129e jaargang, 14 februari nr.4
Te midden van alle onrust in kerk en wereld is het goed om stil te staan bij wat werkelijk houvast geeft: het Woord van de levende God. Op allerlei manieren wordt in de Bijbel bezongen hoe vast dat Woord is. Het houdt stand, tegenover menselijke vergankelijkheid. Het is kostbaarder dan wat ook op aarde. Wie de Heere liefheeft, heeft ook Zijn Woord lief. De dichter van Psalm 119 wordt niet moe om de rijkdom ervan te bezingen, 176 verzen lang.

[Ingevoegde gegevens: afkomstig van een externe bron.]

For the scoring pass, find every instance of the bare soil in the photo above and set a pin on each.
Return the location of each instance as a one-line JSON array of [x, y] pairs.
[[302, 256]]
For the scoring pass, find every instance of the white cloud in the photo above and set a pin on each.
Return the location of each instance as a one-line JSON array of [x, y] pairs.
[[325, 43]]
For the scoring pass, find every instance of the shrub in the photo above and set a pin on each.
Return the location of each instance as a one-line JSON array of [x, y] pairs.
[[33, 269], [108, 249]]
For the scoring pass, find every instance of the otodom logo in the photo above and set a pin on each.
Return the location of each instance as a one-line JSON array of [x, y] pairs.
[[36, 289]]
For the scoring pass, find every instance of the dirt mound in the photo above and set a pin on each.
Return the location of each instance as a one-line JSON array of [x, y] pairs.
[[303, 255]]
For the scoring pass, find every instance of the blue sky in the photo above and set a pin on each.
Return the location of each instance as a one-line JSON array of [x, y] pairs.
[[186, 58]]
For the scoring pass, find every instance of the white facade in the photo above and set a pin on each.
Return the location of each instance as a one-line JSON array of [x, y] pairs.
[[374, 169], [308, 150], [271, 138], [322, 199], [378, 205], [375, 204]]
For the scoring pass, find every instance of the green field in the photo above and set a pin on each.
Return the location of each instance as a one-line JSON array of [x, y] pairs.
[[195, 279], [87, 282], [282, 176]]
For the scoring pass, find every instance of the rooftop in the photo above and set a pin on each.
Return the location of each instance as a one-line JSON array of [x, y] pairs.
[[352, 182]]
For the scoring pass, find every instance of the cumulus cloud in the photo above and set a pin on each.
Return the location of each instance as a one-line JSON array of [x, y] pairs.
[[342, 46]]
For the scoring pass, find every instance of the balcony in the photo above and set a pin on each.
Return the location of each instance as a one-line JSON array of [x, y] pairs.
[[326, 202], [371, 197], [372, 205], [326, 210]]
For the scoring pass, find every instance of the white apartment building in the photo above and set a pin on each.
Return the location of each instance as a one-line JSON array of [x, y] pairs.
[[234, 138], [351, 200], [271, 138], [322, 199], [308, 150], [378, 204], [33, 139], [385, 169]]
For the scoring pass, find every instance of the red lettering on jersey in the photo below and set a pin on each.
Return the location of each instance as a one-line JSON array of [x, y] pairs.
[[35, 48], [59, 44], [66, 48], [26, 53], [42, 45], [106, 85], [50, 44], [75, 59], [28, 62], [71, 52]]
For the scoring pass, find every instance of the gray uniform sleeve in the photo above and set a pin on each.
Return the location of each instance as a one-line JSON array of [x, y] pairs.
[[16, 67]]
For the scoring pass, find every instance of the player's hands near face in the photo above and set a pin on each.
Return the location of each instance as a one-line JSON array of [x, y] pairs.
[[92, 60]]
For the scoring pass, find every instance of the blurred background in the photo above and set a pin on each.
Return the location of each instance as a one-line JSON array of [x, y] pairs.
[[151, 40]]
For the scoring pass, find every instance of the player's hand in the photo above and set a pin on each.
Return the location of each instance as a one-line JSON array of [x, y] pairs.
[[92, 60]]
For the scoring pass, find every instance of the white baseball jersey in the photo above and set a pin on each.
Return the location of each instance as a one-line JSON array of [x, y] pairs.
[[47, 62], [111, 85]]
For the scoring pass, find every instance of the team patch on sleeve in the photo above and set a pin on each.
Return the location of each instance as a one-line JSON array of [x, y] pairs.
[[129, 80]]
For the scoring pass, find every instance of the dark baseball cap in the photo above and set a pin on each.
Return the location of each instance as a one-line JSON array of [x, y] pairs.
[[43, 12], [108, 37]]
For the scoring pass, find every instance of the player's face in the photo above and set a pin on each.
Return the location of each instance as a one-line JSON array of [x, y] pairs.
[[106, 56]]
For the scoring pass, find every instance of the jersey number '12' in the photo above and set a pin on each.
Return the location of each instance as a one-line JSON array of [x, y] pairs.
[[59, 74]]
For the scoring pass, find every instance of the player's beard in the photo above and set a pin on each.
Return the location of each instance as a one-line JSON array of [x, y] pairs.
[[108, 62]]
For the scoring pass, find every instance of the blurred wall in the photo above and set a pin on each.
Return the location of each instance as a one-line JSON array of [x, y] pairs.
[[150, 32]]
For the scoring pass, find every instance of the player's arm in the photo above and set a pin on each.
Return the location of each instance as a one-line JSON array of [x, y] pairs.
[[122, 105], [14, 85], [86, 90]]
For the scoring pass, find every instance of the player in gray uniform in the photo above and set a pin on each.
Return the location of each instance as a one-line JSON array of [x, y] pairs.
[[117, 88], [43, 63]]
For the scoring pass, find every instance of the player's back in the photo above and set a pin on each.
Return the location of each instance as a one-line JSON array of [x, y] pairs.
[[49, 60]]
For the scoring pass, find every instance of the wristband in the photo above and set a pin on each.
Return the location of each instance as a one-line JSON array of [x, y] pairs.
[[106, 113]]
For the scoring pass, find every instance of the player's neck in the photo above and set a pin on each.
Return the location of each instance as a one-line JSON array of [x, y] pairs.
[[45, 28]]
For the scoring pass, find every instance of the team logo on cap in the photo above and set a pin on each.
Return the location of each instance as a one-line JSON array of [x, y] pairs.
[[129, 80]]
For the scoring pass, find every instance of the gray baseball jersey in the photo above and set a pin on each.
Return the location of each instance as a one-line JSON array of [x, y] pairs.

Groei in de genade en groei van de kerk is alleen te verwachten waar we leven bij het Woord van God. Dat wordt verkondigd in de prediking – vooral de verkondiging ervan staat in de Schrift op de voorgrond, veel meer dan ons persoonlijk Bijbellezen. Maar het is ook goed om samen de Schriften te openen. Daarbij gaat het niet zozeer om het delen van persoonlijke gevoelens, maar om samen te luisteren wat het Woord van de levende God ons vandaag te zeggen heeft. Daarvan mogen we verwachting hebben: het Woord is levend en krachtig, het opent harde harten, het wijst de weg, en het geeft kracht en vreugde om die weg te gaan. Omdat de Schrift vol is van het Woord dat vlees geworden is, Jezus Christus.